Le premier constat, très partagé : est que la coalition
actuelle, celle de Nidaa Tounes et des Frères musulmans, n’a guère apporté de
satisfaction aux Tunisiens qui constatent la régression du pays dans de
nombreux domaines :
- Une économie en difficulté avec une inflation
galopante et une dépréciation de la monnaie qui rend la vie quotidienne des
tunisiens de plus en plus difficile.
- Un laisser aller dans la gestion des
communes au point de vue de la propreté, du civisme et de la sécurité.

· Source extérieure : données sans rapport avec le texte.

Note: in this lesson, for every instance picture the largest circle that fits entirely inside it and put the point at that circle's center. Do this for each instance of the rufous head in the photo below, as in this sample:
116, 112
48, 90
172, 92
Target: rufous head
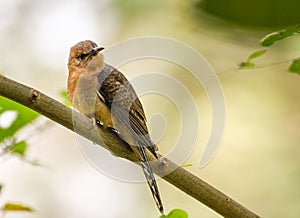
81, 54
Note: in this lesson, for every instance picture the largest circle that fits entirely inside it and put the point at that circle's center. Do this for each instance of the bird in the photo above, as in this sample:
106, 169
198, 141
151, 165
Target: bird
104, 94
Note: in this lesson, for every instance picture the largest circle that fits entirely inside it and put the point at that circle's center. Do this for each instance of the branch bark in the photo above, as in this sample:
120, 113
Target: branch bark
181, 178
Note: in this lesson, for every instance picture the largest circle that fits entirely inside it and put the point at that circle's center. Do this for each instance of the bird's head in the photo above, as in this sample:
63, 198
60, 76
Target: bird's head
82, 53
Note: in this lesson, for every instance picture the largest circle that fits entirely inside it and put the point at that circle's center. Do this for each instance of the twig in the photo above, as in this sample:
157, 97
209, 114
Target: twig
181, 178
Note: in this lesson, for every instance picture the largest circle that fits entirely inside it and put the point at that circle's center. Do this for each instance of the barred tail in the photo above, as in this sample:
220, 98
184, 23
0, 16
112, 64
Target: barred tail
150, 179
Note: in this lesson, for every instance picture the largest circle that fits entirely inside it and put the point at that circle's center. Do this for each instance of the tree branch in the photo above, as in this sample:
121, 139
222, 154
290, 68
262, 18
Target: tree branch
181, 178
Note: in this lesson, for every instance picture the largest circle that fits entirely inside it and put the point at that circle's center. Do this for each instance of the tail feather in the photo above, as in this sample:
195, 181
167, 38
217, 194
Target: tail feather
150, 179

- Une police qui se livre à des actes choquants à l’égard des citoyens montrant
clairement que l’état de droit, seule garantie d’une vie libre et démocratique,
n’est pas au rendez-vous.
- Une justice qui prend des décisions qui choquent la majorité des citoyens et qui
démontrent son manque de professionnalisme, son mépris du droit et son
incompétence sinon sa corruption.
- Les forces de l'ordre continuent à être la cible des islamistes qui les jugent "taghout" (ceux qui obéissent à d'autres lois que celles d'Allah), et comme tel les condamnent à mort.

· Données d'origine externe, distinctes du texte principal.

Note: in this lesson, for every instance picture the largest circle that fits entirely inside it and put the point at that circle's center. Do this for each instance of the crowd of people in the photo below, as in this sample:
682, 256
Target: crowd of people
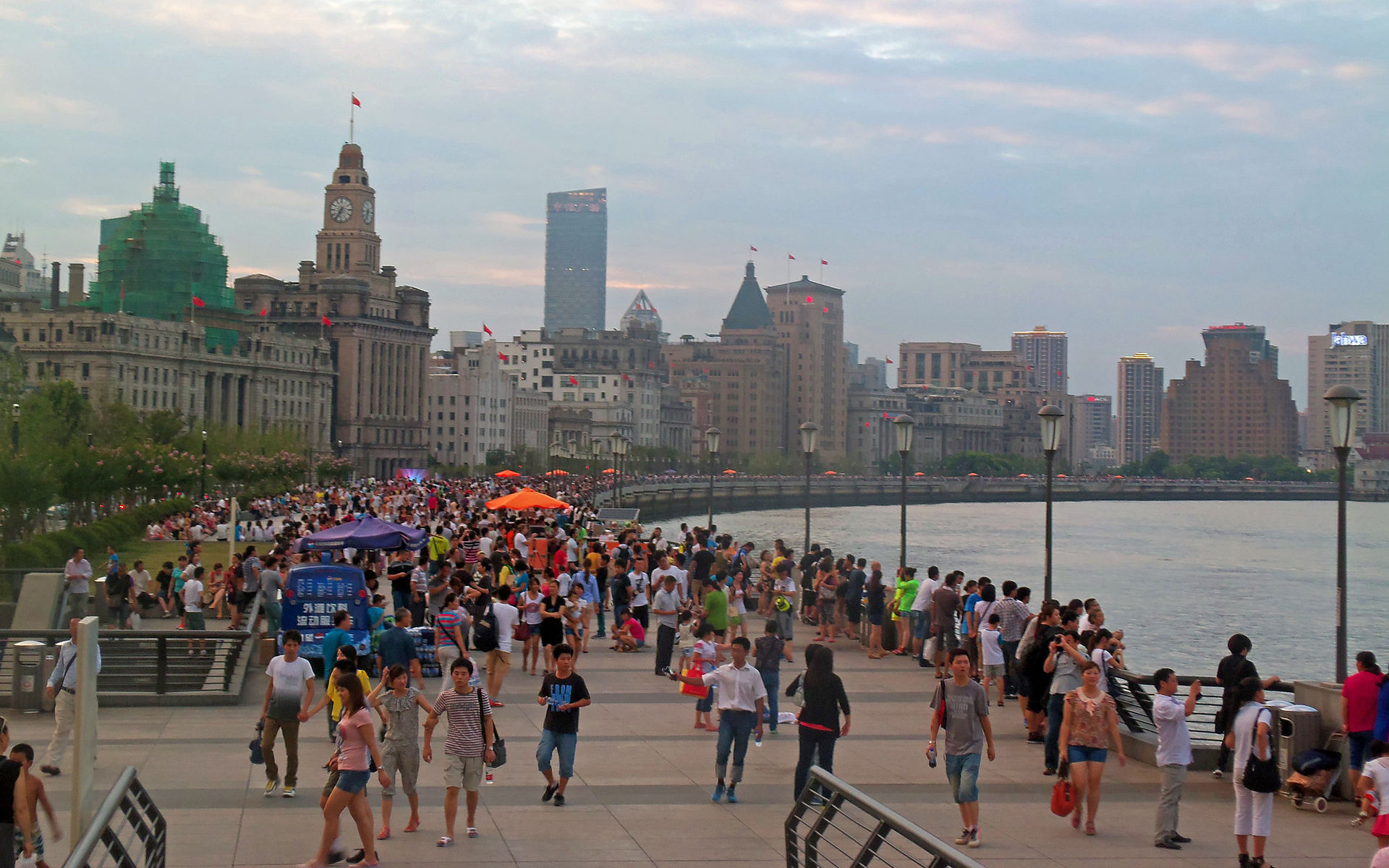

- Les forces de l'ordre continuent à être la cible des islamistes qui les jugent "taghout" (ceux qui obéissent à d'autres lois que celles d'Allah), et comme tel les condamnent à mort.

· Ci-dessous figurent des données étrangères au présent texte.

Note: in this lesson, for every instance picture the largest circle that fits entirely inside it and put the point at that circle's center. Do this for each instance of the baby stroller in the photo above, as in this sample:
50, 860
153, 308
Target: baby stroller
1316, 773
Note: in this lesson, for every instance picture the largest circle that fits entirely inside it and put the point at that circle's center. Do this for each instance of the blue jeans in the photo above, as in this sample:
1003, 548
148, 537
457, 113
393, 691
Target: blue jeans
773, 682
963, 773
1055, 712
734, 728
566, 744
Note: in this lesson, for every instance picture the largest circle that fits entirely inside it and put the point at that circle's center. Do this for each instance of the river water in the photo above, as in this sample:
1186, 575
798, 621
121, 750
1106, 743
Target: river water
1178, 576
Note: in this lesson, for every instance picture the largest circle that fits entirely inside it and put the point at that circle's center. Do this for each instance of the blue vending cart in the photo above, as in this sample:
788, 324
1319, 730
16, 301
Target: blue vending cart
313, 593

- Une islamisation rampante mais très
active, de la société : comme les écoles et les crèches islamistes qui se
multiplient comme des champignons ou la volonté d’instaurer un tourisme "religieux" que proposent les
islamistes …
Le deuxième constat : est que tout cela est le fruit de l'alliance contre nature de Nidaa Tounes avec les islamistes, alliance
qui n’est que le résultat de la trahison du Président Béji Caïd Essebsi et de
son parti lequel a montré sa vraie nature en laissant les petites ambitions personnelles prendre le pas sur l’intérêt du pays.
Cette alliance est une trahison qui
fait beaucoup de mal à la démocratie car les tunisiens ne peuvent plus croire à
la parole des hommes politiques. Ils ont entendu Béji Caïd Essebsi dire tout le
mal qu’il pensait des islamistes avant les dernières élections, jurant tous ses
dieux qu’il ne s’alliera jamais avec Ghannouchi ; et quelques jours après son
élection, ils l’ont vu s’allier aux Frères musulmans !
Ce qu’il a réitéré récemment en disant de nouveau qu’il avait "peut-être" eu tort de s’allier
à eux ; et pourtant il continue de plus belle !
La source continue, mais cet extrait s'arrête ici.